# Surrogacy and egg donation abroad?



## Flopsy (Sep 18, 2003)

Hi girls,

It has been a year since our last attempt and we have given up on fertility treatment.

However, I find that there is still part of me that won't give up even through our resources are very low.

After my last failure at the ARGC I sat with the Consultant and wrote a list of what we would need to try (if we could afford to try again). Like many of us here it is complicated, we have :

1. MF (the sperm we are using is from a frozen biopsy) as my DH is a cancer survivor.

2. FF (as I am now 44 after years of trying)

3. Immune issues which mean that my body keeps rejecting the embies. TX for this has been expensive and varied.

One of the things I considered was a surrogate and egg donation. If we could get the funds to try again. 

Does anyone know of a clinic abroad that would handle this type of complicated problem?
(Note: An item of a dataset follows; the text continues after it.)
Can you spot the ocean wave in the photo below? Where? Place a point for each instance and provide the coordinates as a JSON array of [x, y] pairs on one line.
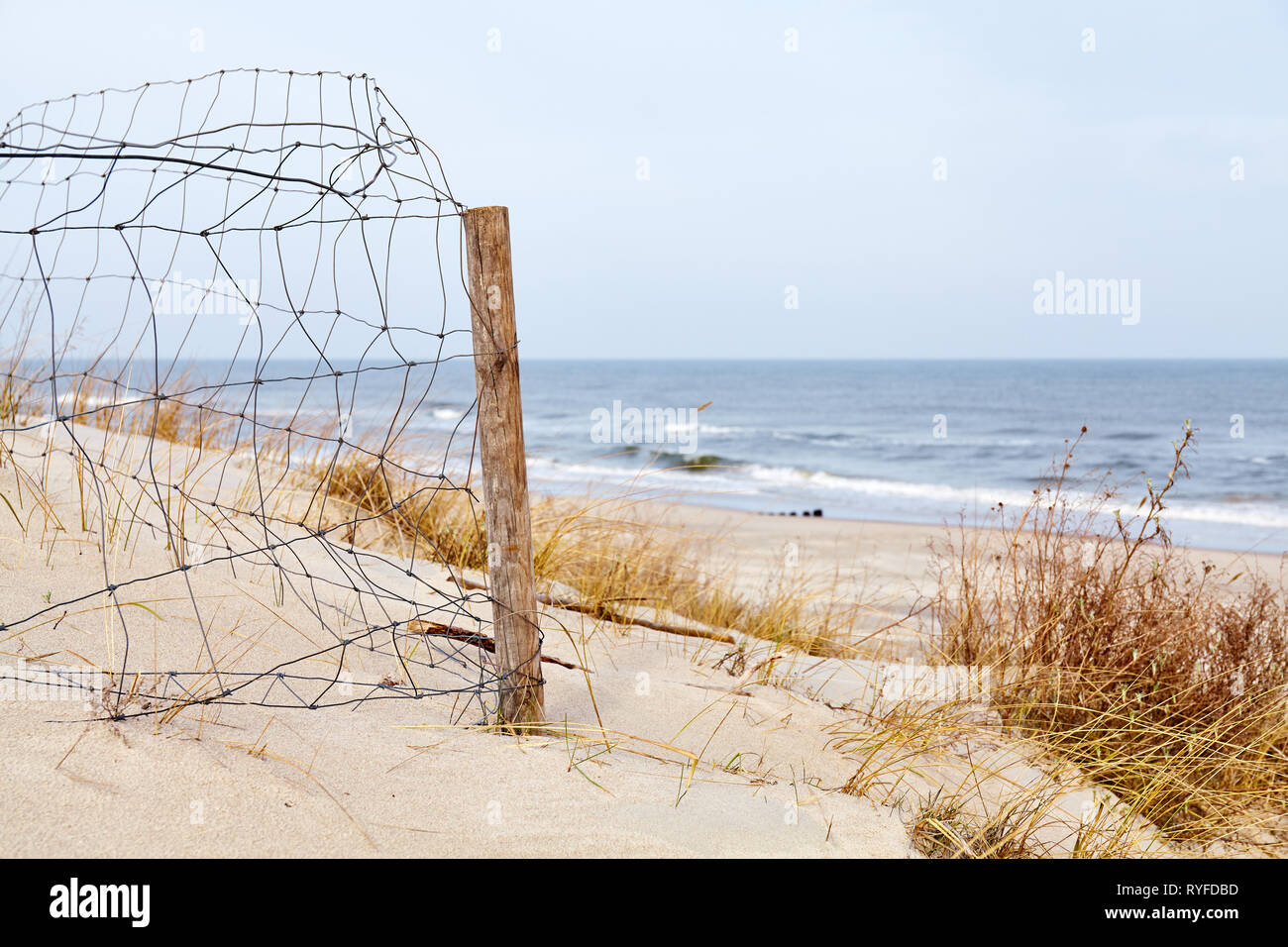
[[818, 487]]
As I am a blue eyed blond it would be nice to try this somewhere with a supply of DE's of this type. 

Kiev comes to mind for this reason and also through reading of others experiences.

Any ideas/experiences welcome.

With love from,


----------



## safarigirl (Feb 23, 2005)

Flopsy, I cant help you too much, but just wanted to warmly welcome you to this thread - you gave me lots of advice when i first joined FF, especially with regards to immunology issues - I am sure you will get lots of feedback and information from everyone here.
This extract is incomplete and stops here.